In der politischen Bildung lernt man, die DDR war nicht demokratisch. Die Bürger hatten keine Möglichkeit, die Politiker auszusuchen; sie wurden ihnen von der SED vorgesetzt. Man lernt, dass es keine unabhängige Rechtsprechung gab. Es gab keine unabhängigen Medien und keine unabhängige Wissenschaft. Das alles mag stimmen. Was wäre aber, wenn man all das auch vom politischen System der BRD sagen könnte?

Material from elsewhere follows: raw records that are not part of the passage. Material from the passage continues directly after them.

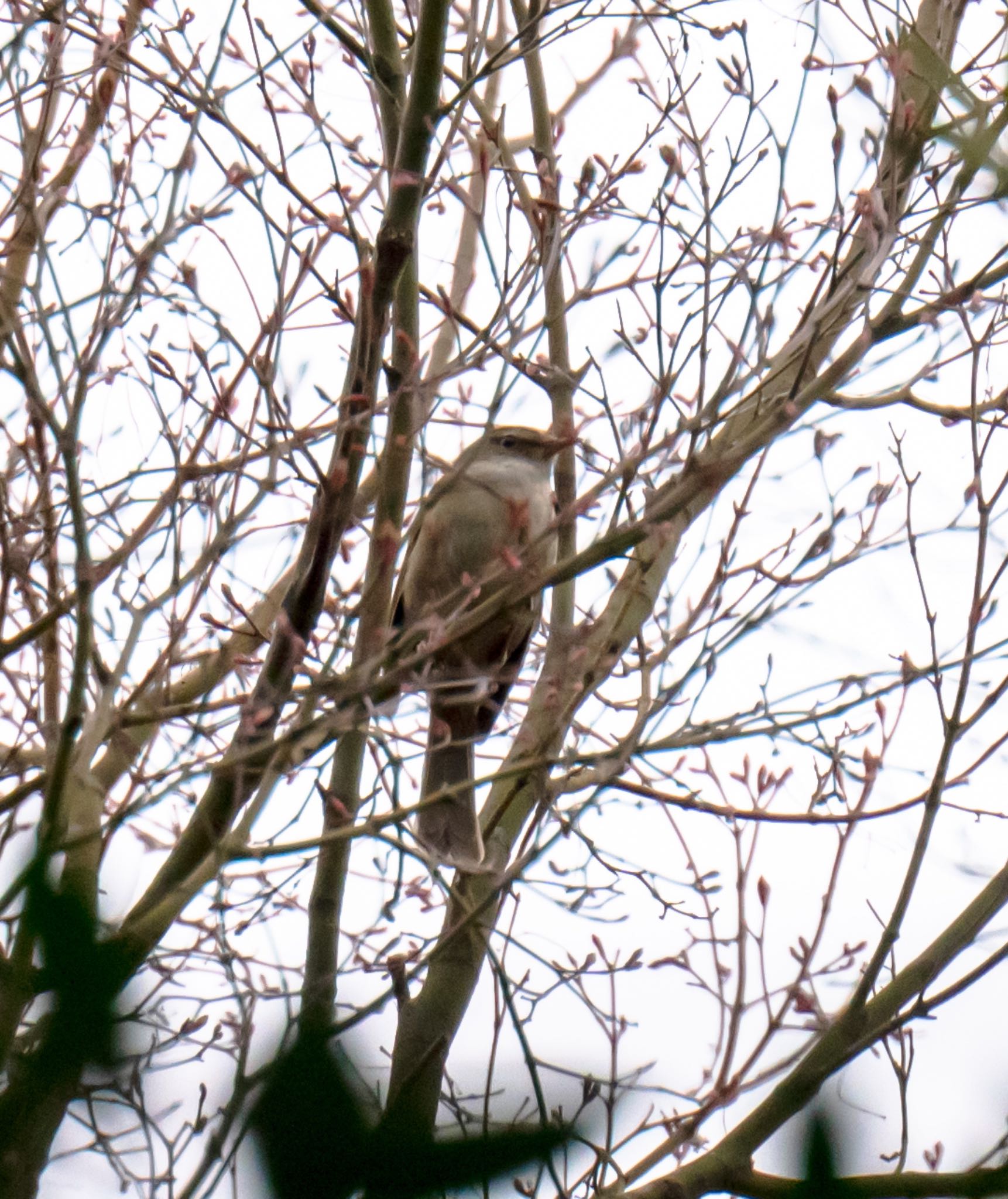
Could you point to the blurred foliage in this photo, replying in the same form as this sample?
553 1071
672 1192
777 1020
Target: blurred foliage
319 1138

Hans Herbert von Arnim, Professor für Steuer- und Finanzrecht, hat in diesem Jahr sein neues Buch vorgestellt: „Die Deutschlandakte. Was Politiker und Wirtschaftsbosse unserem Land antun“. Es ist nicht das einzige seiner Bücher über das deutsche politische System. Viele hat er geschrieben und die meisten haben für große Aufregung gesorgt, weil sie Mißstände schonungslos aufzeigen. Unbeabsichtigt zeichnet er dem Leser ein Bild vom politischen System Deutschlands, dass Zweifel aufkommen läßt, ob man in Deutschland eigentlich noch in einer Demokratie lebt. Es ist unbeabsichtigt, weil sich von Arnim zur Demokratie bekennt und das deutsche politische System lediglich für nur reformbedürftig hält.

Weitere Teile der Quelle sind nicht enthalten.